22. Here, it is pertinent to mention the case of Dolat Ram And Others Vs. State of Haryana, (1995) 1 SCC 349, wherein the grounds of cancellation of bail are encapsulated as follows – a) Where there is an interference or an attempt to interfere with the due course of administration of justice; b) Where there involves evasion or an attempt to evade the due course of justice; c) Where the accused misuses the concession granted by the Court concerned; d) Where there involves possibility of absconding; e) Whether there is a likelihood or an actual misuse of the bail; and f) Where there is a likelihood of accused tampering with the evidence and threatening the witnesses;

23. Moreover, while considering a case of cancellation of bail, it is also to be borne in mind that once the bail is granted to the accused, the same should not be cancelled until and unless the accused violated the bail conditions due to his misconduct or some supervening circumstances warranting such cancellation have occurred.

24. Adverting to the facts of the instant case, upon perusal of the impugned order, it is observed that the petitioner had opportunities to seek attention and help and further, no specific physical torture has been recorded in the Medico-Legal Report, thereby indicating that a prima facie case is established for the grant of bail to the respondent no. 2.

25. It is contended by the petitioner that the father of the respondent no. 2, being an Assistant Sub-Inspector in CBI, has the tendency to influence the witnesses and tamper with the evidence, however, as per the submissions advanced on behalf of the State, the evidence in the instant case has already been collected and is on record, including the CCTV footage as well as the CDR’s of the respondent no. 2 and the petitioner. It is further noted that the investigation in the instant case is completed and in furtherance of the same, chargesheet and supplementary chargesheet have already been filed.

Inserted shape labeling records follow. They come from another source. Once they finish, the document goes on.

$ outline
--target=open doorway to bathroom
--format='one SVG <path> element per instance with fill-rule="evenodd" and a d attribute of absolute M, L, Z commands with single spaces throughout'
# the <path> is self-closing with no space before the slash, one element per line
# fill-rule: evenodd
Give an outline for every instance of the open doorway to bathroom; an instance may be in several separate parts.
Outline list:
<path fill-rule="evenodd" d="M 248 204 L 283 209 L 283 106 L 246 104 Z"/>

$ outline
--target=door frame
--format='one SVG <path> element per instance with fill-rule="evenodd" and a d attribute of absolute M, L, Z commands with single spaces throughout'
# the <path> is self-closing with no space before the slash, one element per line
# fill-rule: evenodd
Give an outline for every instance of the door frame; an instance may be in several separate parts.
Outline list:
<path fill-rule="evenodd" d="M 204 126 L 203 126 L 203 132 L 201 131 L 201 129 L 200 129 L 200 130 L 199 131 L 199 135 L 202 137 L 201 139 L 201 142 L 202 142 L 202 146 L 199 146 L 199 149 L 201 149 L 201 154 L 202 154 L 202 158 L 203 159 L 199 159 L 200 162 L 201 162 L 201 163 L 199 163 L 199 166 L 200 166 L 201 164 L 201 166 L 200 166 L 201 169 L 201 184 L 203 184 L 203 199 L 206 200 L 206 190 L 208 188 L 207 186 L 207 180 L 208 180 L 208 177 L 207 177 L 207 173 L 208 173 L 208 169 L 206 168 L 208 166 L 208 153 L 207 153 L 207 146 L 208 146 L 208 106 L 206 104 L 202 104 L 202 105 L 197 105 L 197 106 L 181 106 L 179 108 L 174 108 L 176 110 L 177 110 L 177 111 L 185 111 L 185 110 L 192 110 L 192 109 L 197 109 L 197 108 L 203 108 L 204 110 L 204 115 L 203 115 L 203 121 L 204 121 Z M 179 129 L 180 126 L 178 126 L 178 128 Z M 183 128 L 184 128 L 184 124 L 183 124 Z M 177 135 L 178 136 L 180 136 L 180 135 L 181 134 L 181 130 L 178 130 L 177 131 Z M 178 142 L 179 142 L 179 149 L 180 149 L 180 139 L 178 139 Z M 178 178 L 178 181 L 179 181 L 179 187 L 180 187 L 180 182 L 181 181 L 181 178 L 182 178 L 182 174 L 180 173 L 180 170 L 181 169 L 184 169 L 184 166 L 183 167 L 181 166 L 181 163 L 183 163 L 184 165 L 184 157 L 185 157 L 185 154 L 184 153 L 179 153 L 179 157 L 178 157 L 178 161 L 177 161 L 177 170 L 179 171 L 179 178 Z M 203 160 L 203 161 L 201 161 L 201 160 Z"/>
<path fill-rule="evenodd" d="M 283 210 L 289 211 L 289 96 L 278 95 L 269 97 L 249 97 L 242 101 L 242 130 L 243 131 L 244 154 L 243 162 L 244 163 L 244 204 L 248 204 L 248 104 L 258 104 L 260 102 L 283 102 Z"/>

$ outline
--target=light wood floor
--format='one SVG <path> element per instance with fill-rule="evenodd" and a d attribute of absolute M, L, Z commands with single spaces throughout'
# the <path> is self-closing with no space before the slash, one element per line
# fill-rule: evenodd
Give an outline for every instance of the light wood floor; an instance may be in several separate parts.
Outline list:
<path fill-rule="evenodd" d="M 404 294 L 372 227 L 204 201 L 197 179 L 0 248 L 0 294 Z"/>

26. Therefore, with the evidence being on record as well as the completion of the investigation and filing of the chargesheets, there arises no reason to believe that the respondent no. 2 has the tendency to tamper with the evidence. Moreover, it is pertinent to note that the respondent no. 2 has been on bail since 11th January, 2023, however, neither of the parties i.e., the petitioner and the State, had contested or given an objection against the misuse of the liberty granted to him vide impugned order. Therefore, no supervening circumstances arise in the instant case for cancellation of bail.

27. Moreover, it is trite law that once the bail is granted, the accused cannot be deprived of such liberty in a mechanical and perverse manner until and unless the terms and conditions of the bail are breach or any extraneous circumstances arises.

28. It is observed that the learned ASJ has passed a reasoned impugned order while granting bail to the respondent no. 2, recording that the petitioner had the opportunity to seek help when the vehicle halted at the petrol station and that no specific physical torture was recorded in the MLC, thereby forming a prima facie case for granting of bail to the respondent NO. 2.

29. In light of the foregoing discussion as well as the law laid down by the Hon’ble Supreme Court and absence of any supervening circumstances arising from the same, this Court does not find any merit in the instant petition and therefore, is not inclined to allow the instant petition seeking cancellation of bail granted to the respondent no. 2.

30. Accordingly, the instant petition stands dismissed, along with pending applications, if any.

31. It is made clear that the observations made herein, touching upon the merits of the case, are purely for the purpose of deciding the question of cancellation of bail, which shall not be construed as an expression of final observations on the merits of the present case.

32. The order be uploaded on the website forthwith.